Desde ese domingo de fines de julio en que había hecho la promesa solemne de entregar toda mi vida para los jóvenes, habían pasado ya 13 años. Valdocco era una familia aumentada. Había ya varios centenares de jóvenes que estudiaban o aprendían un oficio. Yo quería que entendieran que mi estar con ellos era fruto de una elección irrevocable, jamás habría traicionado la confianza que los jóvenes ponían en mí y, más tarde, en mis salesianos. Cuando les decía: “Nada me quedo para mí”, era como si dijera: “ya no pienso más en mí mismo, me entrego totalmente a cada uno de vosotros, no me pertenezco más a mí, pertenezco solamente a vosotros, soy vuestro por siempre, ya no poseo nada mío”. He aquí revelado mi secreto. Con los muchachos he sido guiado siempre por estas decisiones, por estas elecciones. Nunca he dado un paso atrás. ¡A los jóvenes yo no los he traicionado jamás!

Cartas escribí por miles. Pero si debiera escoger una que me ha nacido del corazón, bueno, tomaría la que he escrito a mis salesianos y, con ellos, a los profesores y alumnos de Lanzo Torinese.

He aquí algunos párrafos: Dejad que os lo diga y nadie se ofenda: vosotros sois todos unos ladrones; lo digo y lo repito, vosotros me habéis robado todo. Cuando yo fui a Lanzo, vosotros me habéis encantado con vuestra benevolencia y amabilidad, habéis amarrado las facultades de mi mente con vuestra piedad. Todavía me quedaba este pobre corazón, del cual ya me habíais robado totalmente los afectos. Ahora vuestra carta, marcada por 200 manos amigas y amadísimas, ha tomado posesión de todo este corazón, al que nada ya le ha quedado, sino un vivo deseo de amaros en el Señor, de haceros el bien, de salvar el alma de todos vosotros.

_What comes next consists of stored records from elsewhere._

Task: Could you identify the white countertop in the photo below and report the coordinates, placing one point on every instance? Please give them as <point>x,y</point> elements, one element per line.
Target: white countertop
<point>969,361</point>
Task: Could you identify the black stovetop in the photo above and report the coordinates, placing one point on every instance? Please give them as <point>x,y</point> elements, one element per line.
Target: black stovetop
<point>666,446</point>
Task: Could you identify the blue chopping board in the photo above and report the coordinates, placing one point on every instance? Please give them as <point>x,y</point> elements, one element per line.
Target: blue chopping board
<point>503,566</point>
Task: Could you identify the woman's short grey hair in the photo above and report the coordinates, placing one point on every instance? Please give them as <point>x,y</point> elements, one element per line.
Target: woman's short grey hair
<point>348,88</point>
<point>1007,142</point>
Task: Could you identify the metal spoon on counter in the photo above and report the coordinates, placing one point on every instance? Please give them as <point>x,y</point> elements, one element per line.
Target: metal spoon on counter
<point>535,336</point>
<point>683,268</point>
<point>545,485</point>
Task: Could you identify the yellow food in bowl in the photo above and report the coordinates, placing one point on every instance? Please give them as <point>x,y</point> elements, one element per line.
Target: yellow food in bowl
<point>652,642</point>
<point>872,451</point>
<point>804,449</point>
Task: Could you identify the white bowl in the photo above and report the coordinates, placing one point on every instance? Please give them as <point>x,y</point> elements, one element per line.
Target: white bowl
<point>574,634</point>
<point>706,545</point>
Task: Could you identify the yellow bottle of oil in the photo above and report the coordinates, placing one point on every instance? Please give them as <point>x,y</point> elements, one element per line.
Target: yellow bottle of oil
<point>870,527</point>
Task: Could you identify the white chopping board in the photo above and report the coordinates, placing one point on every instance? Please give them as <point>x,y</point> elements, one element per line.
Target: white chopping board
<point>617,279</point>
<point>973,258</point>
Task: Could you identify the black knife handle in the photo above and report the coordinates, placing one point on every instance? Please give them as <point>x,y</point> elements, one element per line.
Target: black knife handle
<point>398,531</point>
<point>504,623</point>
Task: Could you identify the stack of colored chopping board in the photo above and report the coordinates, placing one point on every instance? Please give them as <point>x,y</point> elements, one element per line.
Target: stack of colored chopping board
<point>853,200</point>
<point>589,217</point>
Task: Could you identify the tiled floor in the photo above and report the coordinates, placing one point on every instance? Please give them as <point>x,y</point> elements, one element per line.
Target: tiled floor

Éste era mi estilo de hablar y escribir a los jóvenes: con el corazón en la mano, sin aderezos inútiles, usando expresiones sinceras y diciendo cosas en que realmente creía. Como buen campesino había aprendido a honrar la palabra dada. Y mi palabra era: “He prometido a Dios que hasta mi último respiro será para mis pobres jóvenes”.

Sé que mi segundo sucesor, el P. Pablo Albera, escribió una bellísima circular en que dice una cosa verdadera: “Don Bosco nos educaba amando, atrayendo, conquistando y transformando”. Hay una secuencia de verbos que se enriquecen entre sì, son importantes los cuatro, uno llama al otro. “Mi Pablito” había comprendido la lección: el amor atrae, la atracción se vuelve conquista, y esta acaba transformando.

Mi programa, sencillo y lineal, está expresado en una frase que es un compromiso serio y radical: “Por estos jóvenes haría cualquier sacrificio, hasta mi sangre daría con gusto para salvarlos”. No eran palabras dichas así, por decirlas: ¡se trataba del programa de mi vida!

Enero de 1888. También en el lecho de muerte, en ese torbellino en que se hacinan recuerdos, afectos, preocupaciones, temores y esperanzas, aún tuve la fuerza de transmitir a un querido salesiano, el P. Bonetti, mi último mensaje que resume prácticamente toda mi vida: “Di a los jóvenes que yo los espero a todos en el Paraíso”. Era mi testamento, el último deseo que expresaba en el estertor de la agonía. ¡A los jóvenes los había amado realmente hasta el final! Y los quería conmigo, por siempre, también en el Paraíso».